House debates

Tuesday, 9 May 2017

Bills

Treasury Laws Amendment (Enterprise Tax Plan) Bill 2016; Consideration of Senate Message

1:00 pm

Photo of Ed HusicEd Husic (Chifley, Australian Labor Party, Shadow Parliamentary Secretary to the Shadow Treasurer) Share this | Hansard source

It has been a bravura performance from the Minister for Small Business. He has mentioned our friend the member for Fenner so many times that I was wondering whether they were having a fatal attraction moment. He talked so often about him that you get this Pavlovian response: every time the member for Fenner opens his mouth, the minister has to jump to his feet.
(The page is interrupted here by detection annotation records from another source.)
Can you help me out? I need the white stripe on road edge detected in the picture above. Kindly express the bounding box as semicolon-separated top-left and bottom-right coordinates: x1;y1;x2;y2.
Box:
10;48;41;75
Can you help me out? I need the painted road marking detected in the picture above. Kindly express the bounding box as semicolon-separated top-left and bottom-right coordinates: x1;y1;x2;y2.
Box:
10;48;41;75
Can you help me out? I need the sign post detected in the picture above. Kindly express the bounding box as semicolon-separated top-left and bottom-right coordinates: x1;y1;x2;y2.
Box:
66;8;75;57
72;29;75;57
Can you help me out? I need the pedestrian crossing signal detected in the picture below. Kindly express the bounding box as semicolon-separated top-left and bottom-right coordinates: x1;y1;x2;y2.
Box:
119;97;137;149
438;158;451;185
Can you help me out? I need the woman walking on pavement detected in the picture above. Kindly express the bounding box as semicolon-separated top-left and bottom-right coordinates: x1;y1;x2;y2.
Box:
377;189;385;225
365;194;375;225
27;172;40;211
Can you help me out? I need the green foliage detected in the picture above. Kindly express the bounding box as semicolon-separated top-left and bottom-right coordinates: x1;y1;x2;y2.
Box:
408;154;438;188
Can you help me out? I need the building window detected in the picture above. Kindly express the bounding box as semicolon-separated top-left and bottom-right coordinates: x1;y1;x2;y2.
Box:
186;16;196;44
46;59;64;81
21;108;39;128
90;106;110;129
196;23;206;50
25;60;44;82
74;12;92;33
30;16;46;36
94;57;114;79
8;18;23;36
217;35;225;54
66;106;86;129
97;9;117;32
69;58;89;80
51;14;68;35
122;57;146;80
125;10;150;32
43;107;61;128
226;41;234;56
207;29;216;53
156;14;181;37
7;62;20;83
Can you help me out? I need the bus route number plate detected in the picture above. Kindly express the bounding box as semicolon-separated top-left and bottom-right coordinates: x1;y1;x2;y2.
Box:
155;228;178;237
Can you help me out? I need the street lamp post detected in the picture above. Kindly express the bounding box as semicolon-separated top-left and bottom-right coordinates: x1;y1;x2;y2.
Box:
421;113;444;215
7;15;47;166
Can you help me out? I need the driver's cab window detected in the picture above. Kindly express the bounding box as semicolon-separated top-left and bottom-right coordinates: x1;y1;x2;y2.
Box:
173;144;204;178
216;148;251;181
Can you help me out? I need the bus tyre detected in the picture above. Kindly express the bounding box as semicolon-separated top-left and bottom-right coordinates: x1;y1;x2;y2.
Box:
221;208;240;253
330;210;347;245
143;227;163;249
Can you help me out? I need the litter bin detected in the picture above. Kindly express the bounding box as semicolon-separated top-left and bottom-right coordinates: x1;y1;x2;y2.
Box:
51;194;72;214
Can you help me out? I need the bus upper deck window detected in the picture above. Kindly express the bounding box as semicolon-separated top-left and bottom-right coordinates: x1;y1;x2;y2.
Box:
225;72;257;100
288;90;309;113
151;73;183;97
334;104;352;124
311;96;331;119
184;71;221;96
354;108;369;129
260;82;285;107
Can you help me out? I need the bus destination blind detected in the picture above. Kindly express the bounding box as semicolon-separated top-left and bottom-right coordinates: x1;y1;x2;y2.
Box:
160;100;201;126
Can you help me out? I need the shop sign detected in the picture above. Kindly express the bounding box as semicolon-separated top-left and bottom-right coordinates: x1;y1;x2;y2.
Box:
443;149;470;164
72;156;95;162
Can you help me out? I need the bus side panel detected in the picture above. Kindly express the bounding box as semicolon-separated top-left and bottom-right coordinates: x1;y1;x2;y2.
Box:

The other bizarre thing was the reference back and forth about National Party members and voters in the member for Kingsford Smith's seat. This made me think: what do you call a National Party member in Maroubra? An anomaly. I know the member for Whitlam would refer to them as tourists, but it is an anomaly. We have gone through everything. The reality is that this plan is thrashing around for purpose. This plan is thrashing around for reason. This plan is thrashing around for any attempt, anything whatsoever, to save the Prime Minister, to be able to demonstrate that something, anything, is being done. It is not being done with any economic thought in mind and it is not being done to actually improve the economy in any meaningful way. For example, those on the other side say: 'We need to do this to help companies. We need to do this to boost their profitability. We need to do this so that they can operate more efficiently.'

Mr Laundy interjecting

Let me explain it to you this way, Member for Reid: look at where dividends have gone from 2014 to 2017. Dividends have gone from $40 billion to $70 billion—that is, $30 billion in three years. We need to put in a tax plan to be able to help those companies that are paying out to investors an extra $30 billion. The money is there. Are they spending it on better wage outcomes? No. What have we got? We have got record low wages growth. What else have we got? Record high underemployment. These companies are not handing it out in terms of employees. In fact, it will be interesting to see, in their own budget, what impact wages growth has on the budget. We will be interested to see that. Are these businesses that have billions extra in dividends investing? No. What is capex doing under your watch? What is the level of business investment in this country under your watch? Tanking. Absolutely floored. It is not that the money is being used for workers and it is not that the money is being used to improve the economy; it is going straight to investors. So what do these guys do? For those opposite, their great plan is to take a big chunk of money that would go into investing in, for example, the skills of future Australians—by putting it into education, TAFE, schools and universities—but, no, they are not going to invest in that. What they are going to do is take a big slice of federal funds and hand it to a bunch of investors who have already got $30 billion extra in dividend growth and then they are going to fund an even greater amount of money by taking if off schoolkids and giving it to investors. This tells you exactly what the values of those opposite are. They do not see an investment in education as a proper thing to do. No, that is bad debt. We do not invest in schoolchildren. What we will do is hand over all this money. As you have heard, as the member for Shortland rightly pointed out, where does the bulk of the money go? Eight billion dollars of it goes offshore. It is not invested here. It goes offshore. It goes away elsewhere.

This is what I am saying when I indicate to people that this is not a plan mired in improving the economic viability or the strength of the nation. No. This is not a plan for a longer term view about what we should be doing as a country. No. This is just an idea. This is thrashing around for something, anything, to save those opposite and to be seen to be doing something. But here is the thing: longer term, we lose out. We do not have that money for education, we do not have that money for infrastructure and we do not have that money to actually strengthen the economy. It will just go straight out the door. It will be forgotten like yesterday's headline. As a result, if we were to get this plan through, what would happen? They would go on to the next big thing and stuff that up anyway. The very thing that is being promoted as some way or some means of saving the Prime Minister will be forgotten in a heartbeat tomorrow. What we need is a longer term view about what is good for the country. We do not need the short termism that is being promoted by those opposite.